Summer in Chicago. Day five
with the cousins.
You are with your sister at a different lake.
When you come home we will divorce.
We have not told the boys,
who are running to the edge of Lake Michigan
and back up the hill,
playing a game of war with three sides.
They are just old enough I no longer worry they will survive.
The Lake is low in June.
I show my sons the first place I took you
to show you something about my life:
that press the campus footprint
in a shape of water
winged in grass,
this place of anniversaries
where something now will not be remembered.
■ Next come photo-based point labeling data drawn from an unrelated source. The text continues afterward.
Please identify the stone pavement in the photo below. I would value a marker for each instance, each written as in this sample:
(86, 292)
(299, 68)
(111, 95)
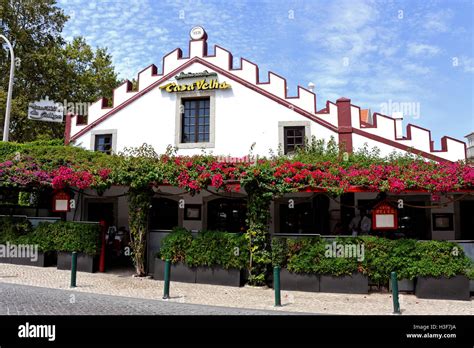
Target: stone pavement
(122, 283)
(29, 300)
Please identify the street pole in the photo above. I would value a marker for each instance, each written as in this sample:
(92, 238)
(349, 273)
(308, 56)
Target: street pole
(6, 126)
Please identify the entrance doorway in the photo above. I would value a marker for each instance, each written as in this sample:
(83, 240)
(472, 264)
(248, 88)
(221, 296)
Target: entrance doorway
(467, 219)
(117, 256)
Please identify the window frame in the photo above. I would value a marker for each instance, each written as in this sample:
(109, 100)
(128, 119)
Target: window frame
(286, 137)
(291, 124)
(197, 107)
(111, 132)
(179, 119)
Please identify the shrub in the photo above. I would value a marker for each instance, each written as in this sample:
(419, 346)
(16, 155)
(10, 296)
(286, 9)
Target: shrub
(209, 248)
(440, 258)
(378, 258)
(408, 257)
(403, 256)
(175, 245)
(71, 236)
(215, 248)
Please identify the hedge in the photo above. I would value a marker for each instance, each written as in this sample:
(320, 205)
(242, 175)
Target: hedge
(408, 257)
(57, 236)
(208, 248)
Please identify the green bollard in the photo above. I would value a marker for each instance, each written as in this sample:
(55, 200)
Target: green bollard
(396, 304)
(166, 294)
(73, 269)
(276, 285)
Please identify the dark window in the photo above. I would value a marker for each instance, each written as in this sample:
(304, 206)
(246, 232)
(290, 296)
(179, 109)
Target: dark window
(226, 215)
(195, 122)
(163, 214)
(294, 137)
(103, 143)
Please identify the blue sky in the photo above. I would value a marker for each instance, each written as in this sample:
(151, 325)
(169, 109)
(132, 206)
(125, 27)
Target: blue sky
(374, 52)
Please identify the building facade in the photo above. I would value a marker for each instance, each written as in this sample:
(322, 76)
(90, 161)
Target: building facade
(203, 102)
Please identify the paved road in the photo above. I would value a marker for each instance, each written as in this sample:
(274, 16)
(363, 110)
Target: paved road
(30, 300)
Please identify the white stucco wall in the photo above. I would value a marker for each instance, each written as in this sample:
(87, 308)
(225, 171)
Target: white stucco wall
(243, 117)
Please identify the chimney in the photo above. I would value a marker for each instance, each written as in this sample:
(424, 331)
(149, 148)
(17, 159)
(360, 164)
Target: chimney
(344, 123)
(398, 117)
(198, 42)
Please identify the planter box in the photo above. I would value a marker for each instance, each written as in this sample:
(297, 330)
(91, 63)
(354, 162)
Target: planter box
(298, 282)
(404, 285)
(220, 276)
(44, 260)
(455, 288)
(356, 283)
(85, 263)
(179, 272)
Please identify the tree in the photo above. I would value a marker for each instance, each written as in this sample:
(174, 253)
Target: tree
(47, 66)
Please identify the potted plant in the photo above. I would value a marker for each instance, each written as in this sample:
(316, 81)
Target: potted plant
(79, 237)
(402, 261)
(220, 258)
(174, 248)
(296, 274)
(441, 269)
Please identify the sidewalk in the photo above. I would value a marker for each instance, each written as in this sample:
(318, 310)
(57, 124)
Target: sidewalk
(124, 284)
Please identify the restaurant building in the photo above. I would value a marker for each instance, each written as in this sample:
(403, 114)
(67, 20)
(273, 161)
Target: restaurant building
(206, 100)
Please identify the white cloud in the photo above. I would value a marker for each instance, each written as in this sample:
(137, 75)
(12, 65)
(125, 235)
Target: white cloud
(438, 21)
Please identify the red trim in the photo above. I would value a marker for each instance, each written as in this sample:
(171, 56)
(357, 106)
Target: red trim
(399, 146)
(444, 145)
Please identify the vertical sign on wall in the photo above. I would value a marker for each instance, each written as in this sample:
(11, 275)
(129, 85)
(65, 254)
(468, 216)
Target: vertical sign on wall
(384, 217)
(61, 202)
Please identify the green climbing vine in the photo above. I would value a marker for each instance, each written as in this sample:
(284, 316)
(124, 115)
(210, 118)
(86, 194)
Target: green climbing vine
(258, 235)
(139, 206)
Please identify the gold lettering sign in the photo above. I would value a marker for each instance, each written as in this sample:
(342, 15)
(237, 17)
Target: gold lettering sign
(202, 85)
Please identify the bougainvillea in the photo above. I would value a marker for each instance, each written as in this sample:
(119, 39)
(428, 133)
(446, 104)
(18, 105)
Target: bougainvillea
(142, 169)
(199, 172)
I know we sat together much farther down the lakefill,
near the beach.
There was a feeling of first seeing the Lake
that I wanted to describe to you,
how the ice and snow made places
firm enough to start in any direction.
One night I nearly walked to Wisconsin
with a friend.
On the bright ice
we traced the jeweled campus
and the water beneath us made no noise.
The water in the Lake does not rise this close to shore.
It only comes and goes,
trapped in places
where it keeps making the same mistakes.
Our oldest son
who looks the most like me
calls me over to a fresh-painted rock.
“Is this the place you said to spread your ashes?”
He remembers his great-grandfather’s funeral
and the giant bowl of ashes in your closet.
“Yes,” I say.
His brother starts crying.
What is written on the slabs
makes them beautiful:
marriage proposals, half rainbows, bits of verse
Not all those who wander are lost.
We love the things we love for what they are.
Near the path
I stop to take a photo
of these last days before the divorce:
three boys facing the water
in soccer jerseys.
Our youngest son is nearly floating across a blue sky.
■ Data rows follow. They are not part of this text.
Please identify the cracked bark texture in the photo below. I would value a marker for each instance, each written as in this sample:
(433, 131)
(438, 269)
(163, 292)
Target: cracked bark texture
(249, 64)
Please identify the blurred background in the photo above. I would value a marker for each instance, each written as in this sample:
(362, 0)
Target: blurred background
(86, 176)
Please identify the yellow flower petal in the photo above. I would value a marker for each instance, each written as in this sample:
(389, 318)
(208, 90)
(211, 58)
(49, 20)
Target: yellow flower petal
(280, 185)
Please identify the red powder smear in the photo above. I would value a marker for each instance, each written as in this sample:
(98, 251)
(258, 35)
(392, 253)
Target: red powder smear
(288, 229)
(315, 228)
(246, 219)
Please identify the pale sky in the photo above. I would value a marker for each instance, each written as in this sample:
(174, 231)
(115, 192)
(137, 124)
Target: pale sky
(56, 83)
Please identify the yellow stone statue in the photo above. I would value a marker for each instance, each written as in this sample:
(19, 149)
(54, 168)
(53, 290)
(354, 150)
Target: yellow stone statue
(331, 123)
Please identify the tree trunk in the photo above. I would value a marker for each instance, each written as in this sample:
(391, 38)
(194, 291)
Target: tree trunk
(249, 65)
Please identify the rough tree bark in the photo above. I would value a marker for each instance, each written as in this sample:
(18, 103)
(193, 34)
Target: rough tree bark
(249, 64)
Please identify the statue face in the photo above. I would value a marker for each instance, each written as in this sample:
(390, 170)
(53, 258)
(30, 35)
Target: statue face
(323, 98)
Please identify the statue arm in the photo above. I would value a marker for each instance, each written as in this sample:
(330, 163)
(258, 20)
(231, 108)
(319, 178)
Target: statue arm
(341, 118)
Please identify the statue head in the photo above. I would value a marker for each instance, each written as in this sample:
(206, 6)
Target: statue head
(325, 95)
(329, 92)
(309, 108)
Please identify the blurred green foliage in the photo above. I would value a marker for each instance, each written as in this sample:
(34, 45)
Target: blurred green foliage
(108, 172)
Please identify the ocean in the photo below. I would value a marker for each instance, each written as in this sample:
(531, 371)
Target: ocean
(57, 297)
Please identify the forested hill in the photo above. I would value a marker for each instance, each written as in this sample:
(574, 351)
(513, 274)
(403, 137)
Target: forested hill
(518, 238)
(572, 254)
His brother is jumping between the rocks,
across the water.
What is written on these stones
can be read clearly
even in winter, under the ice.
Click here to read John W. Evans on the origin of the poem.
Image: Wyu0989, CC BY-SA 4.0, via Wikimedia Commons
John W. Evans: After my second wife asked me for a divorce, I still hoped that we might work things out. We hadn’t yet told the boys. So, to give her some space, I took our three young sons to Chicago to visit my family. It was early summer. My alma mater has a lakefill of cement blocks the university built a century ago to secure a portion it claimed to own. That lakefill has always been a touchstone for me. I spent a lot of time there as a student. I had taken both of my wives there for early dates. I wanted to write a poem about all the good intentions and well wishes scrawled by students on the cements rocks before and after my time there. I felt awful about what my boys didn’t know about their own future. I worried that, post-divorce, our lives would become “a game of war with three sides,” with the boys crying a lot (they did). But this was also one of my real “firsts” as a single dad: a solo trip with my children to a place they had never been before. That felt good. And what did I really know their futures held? I hadn’t predicted many of the good or bad things that had happened to me in my own life: my first wife’s death, my three beautiful boys. Those rocks were optimistic: people seeing or wanting only the best for each other. After my second wife moved out, I made a wall-sized print of a photo I took that day of our children sitting on the rocks, facing the water. I hung it in my bedroom, the first thing I put up to claim that space as my own. Shortly afterwards, I sat down and wrote, “Lakefill.”